At the same time, the network of the vmware virtual machine, it is best to choose the bridging mode, so that IP will not change frequently when the virtual machine is restarted.
3. Create test files
Calculations have data sources, so you need to go to HDFS to create a file and open permissions.

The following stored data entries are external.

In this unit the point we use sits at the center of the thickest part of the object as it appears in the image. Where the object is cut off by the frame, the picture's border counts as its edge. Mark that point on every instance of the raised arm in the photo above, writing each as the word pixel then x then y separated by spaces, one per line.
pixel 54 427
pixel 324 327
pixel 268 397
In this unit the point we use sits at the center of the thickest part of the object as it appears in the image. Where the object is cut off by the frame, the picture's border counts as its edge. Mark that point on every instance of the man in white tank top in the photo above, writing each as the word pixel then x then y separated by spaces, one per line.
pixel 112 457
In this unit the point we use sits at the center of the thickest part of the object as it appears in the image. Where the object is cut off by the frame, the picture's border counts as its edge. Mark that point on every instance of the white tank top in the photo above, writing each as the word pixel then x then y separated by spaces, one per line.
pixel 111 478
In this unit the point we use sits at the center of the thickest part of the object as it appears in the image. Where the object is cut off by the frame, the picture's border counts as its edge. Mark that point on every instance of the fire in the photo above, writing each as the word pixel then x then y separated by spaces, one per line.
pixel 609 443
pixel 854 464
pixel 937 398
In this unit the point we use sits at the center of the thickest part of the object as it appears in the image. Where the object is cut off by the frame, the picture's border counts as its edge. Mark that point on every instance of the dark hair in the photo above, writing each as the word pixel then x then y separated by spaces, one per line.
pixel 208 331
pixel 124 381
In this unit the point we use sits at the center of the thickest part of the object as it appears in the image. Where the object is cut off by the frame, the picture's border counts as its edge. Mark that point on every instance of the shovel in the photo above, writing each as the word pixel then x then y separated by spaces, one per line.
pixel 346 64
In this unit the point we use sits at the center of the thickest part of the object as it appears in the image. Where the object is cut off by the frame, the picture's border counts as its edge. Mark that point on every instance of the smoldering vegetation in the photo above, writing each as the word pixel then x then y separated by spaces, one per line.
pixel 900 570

cd ../bin hdfs dfs -touchz /wc.txt echo "hello word flink oh oh" | ./hdfs dfs -appendToFile - /wc.txt ./hdfs dfs -chmod -R 777 /
4. Implementation Code
This is written in scala language, about how IDEA integrates Scala with Baidu.
Import Dependency
<dependencies> <dependency> <groupId>org.apache.flink</groupId> <artifactId>flink-scala_2.11</artifactId> <version>1.9.1</version> </dependency> <dependency> <groupId>org.apache.flink</groupId> <artifactId>flink-streaming-scala_2.11</artifactId> <version>1.9.1</version> </dependency> <dependency> <groupId>org.apache.hadoop</groupId> <artifactId>hadoop-common</artifactId> <version>2.7.2</version> </dependency> <dependency> <groupId>org.apache.hadoop</groupId> <artifactId>hadoop-client</artifactId> <version>2.7.2</version> </dependency> </dependencies> <build> <plugins> <!-- This plugin is used to add Scala Code compilation to class file --> <plugin> <groupId>net.alchim31.maven</groupId> <artifactId>scala-maven-plugin</artifactId> <version>3.4.6</version> <executions> <execution> <!-- Declare binding to maven Of compile stage --> <goals> <goal>testCompile</goal> </goals> </execution> </executions> </plugin> <plugin> <groupId>org.apache.maven.plugins</groupId> <artifactId>maven-assembly-plugin</artifactId> <version>3.0.0</version> <configuration> <descriptorRefs> <descriptorRef>jar-with-dependencies</descriptorRef> </descriptorRefs> </configuration> <executions> <execution> <id>make-assembly</id> <phase>package</phase> <goals> <goal>single</goal> </goals> </execution> </executions> </plugin> </plugins> </build>
create a file
Implementation Code
package source import java.net.URL import org.apache.flink.streaming.api.scala.StreamExecutionEnvironment object FileSource { def main(args: Array[String]): Unit = { //Initialization Context val streamEnv: StreamExecutionEnvironment = StreamExecutionEnvironment.getExecutionEnvironment; //Set parallelism (tasks can be spread over several slot s) streamEnv.setParallelism(1); //Sometimes the code cannot be prompted and can be imported into a function, it will prompt automatically import org.apache.flink.streaming.api.scala._ //Reading data sources from hdfs val stream: DataStream[String] = streamEnv.readTextFile("hdfs://zjj1:9000/wc.txt") val result: DataStream[(String, Int)] = stream .flatMap(_.split(" "))//The data read by flatMap is split into an array by spaces .map((_, 1))//Each element in the array is split into a key-value pair whose key is its own value of 1 .keyBy(0)//Grouping 0 by key is key 1 is value .sum(1)//Calculate the cumulative value with a subscript of 1 result.print();//Print results //Execute task, stream calculation does not execute, no result streamEnv.execute("readHdfs"); } }
Contents in the file:
View the contents of the file through HDFS dfs-cat/wc.txt
Output results:
3. Conclusion
That's all for today's study. Go on!